Quella clinica è stata la
facoltà dove ho studiato senza libri, svolgendo tutti i giorni il mio compito
di infermiere.
Qualche tempo prima ero
andato a celebrare la Messa ad un convegno di fidanzati promosso dal Movimento
Famiglie Nuove. Dopo la Messa alcuni si confessarono, altri chiesero che
tornassi. Ne parlai con Toni Weber e mi sentii rispondere: «Ma tu conosci Gesù
crocifisso e abbandonato?». I fidanzati avrebbero avuto il confessore, ma io
non ero indispensabile... Fu un colpo molto forte per me: essere distaccato da
tutto, anche dalle anime, come Gesù in croce! Pensai: «Qui ci deve essere una
chiave misteriosa da acquisire e da non dimenticare mai più».
Sono quindici anni che ogni
mattina, dopo aver alzato le otto persiane avvolgibili della casa parrocchiale,
passo in chiesa e, inginocchiandomi davanti al tabernacolo, ripeto: «Perché sei
abbandonato Gesù, perché sei desolata, Maria, eccomi!». È il primo «caffè»
della giornata senza il quale non mi sveglierei davvero.
Venne a visitare la Scuola
il cardinale di Quito e c'era aria di festa, ma... bisognava anche
organizzarla. Ci era stato detto: «Coloro che sanno cantare o suonare qualche
strumento sono pregati di riunirsi dopo cena e di preparare un programma
ricreativo».
Un brasiliano con la
chitarra, un nazaretano con il violino e un olandese e un siciliano per
cantare, eravamo tutti lì a guardarci in faccia: molti sorrisi, poca musica e
pochissimo italiano per capirci.
Aspettai un po' e offersi
timidamente il mio contributo. Ci trovammo tutti d'accordo ed io, con una
canzone siciliana, con la chitarra e il solo accordo di «mi maggiore» a
disposizione, forestiero alle crome e
alle semibrevi, divenni in breve tempo e per tutta la durata della Scuola
direttore d'orchestra e regista di spettacoli d'occasione.
Erano cose semplici, ma
divertivano, forse perché il vero maestro che ogni volta utilizzava le nostre
povere risorse e i nostri piccoli talenti era Gesù presente in mezzo a noi per
la carità fraterna.
Durante la Scuola si sono
piantati nella mia vita tre pilastri: Gesù nel suo abbandono sulla croce, Gesù
in mezzo per il miracolo dell'amore fraterno e la volontà di Dio nell'attimo
presente. Essi mi hanno fatto scoprire l'importanza vitale del sacerdozio
regale che solo può dar valore al mio sacerdozio ministeriale, perché fa
precedere la vita evangelica all'esercizio del ministero.

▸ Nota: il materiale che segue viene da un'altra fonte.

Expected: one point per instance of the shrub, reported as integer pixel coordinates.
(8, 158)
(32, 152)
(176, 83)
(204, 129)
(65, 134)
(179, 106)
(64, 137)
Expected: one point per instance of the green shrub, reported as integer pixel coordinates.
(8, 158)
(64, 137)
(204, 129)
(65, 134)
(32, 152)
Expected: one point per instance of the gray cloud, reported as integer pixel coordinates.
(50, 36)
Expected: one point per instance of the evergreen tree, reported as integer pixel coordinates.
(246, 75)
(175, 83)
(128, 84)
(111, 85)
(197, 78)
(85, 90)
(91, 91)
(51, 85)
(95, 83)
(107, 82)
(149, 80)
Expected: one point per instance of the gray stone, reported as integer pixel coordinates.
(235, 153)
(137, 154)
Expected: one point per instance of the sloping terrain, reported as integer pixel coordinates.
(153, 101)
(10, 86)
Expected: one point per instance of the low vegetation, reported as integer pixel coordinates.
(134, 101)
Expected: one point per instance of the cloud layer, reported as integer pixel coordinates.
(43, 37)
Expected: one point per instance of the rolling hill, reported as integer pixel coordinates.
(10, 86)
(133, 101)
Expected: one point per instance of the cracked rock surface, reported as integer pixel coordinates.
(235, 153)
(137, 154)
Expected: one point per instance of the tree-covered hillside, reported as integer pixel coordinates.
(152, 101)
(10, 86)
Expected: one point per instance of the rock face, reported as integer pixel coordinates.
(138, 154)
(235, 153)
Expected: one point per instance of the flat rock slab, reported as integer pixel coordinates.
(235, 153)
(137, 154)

Sono passati tredici anni da
quando ho fatto questa esperienza di vita a Frascati e in questo tempo ho
cercato di incarnare nel quotidiano quanto avevo appreso.
Una visita inaspettata
Ultimamente sono stato
chiamato al telefono dal rettore del nostro seminario che mi comunicava:
«L'arcivescovo vorrebbe trascorrere una giornata con i seminaristi al fresco
della pineta della tua parrocchia». Ho detto di sì.
Nel giorno stabilito sono
arrivati e, dopo un breve rinfresco in canonica, li ho accompagnati ad una
pineta. Si era nell'imminenza del Sinodo dei vescovi sulla formazione dei
sacerdoti e se ne commentava l'Instrumentum laboris. Ero l'unico parroco
presente e spesso il vescovo mi invitava a dire il mio pensiero che esprimevo
con spontaneità.
La domenica successiva
leggevo nel settimanale diocesano che l'arcivescovo aveva portato i seminaristi
a Buccheri non tanto in cerca dell'ombra di una pineta, ma «per metterli a
confronto con una parrocchia».
Più tardi mi resi conto del
perché il vescovo ogni tanto s'interrompeva per chiosare: «Avete visto, venendo
qui, quale stile deve avere oggi il prete?».
Egli stesso infatti aveva
fatto da cicerone: aveva mostrato la chiesa, la casa, le aule di catechismo;
aveva presentato un gruppo di persone della comunità che stava preparando per
loro il pranzo e aveva spiegato in che modo il parroco e il consiglio per gli affari
economici gestivano l'amministrazione parrocchiale.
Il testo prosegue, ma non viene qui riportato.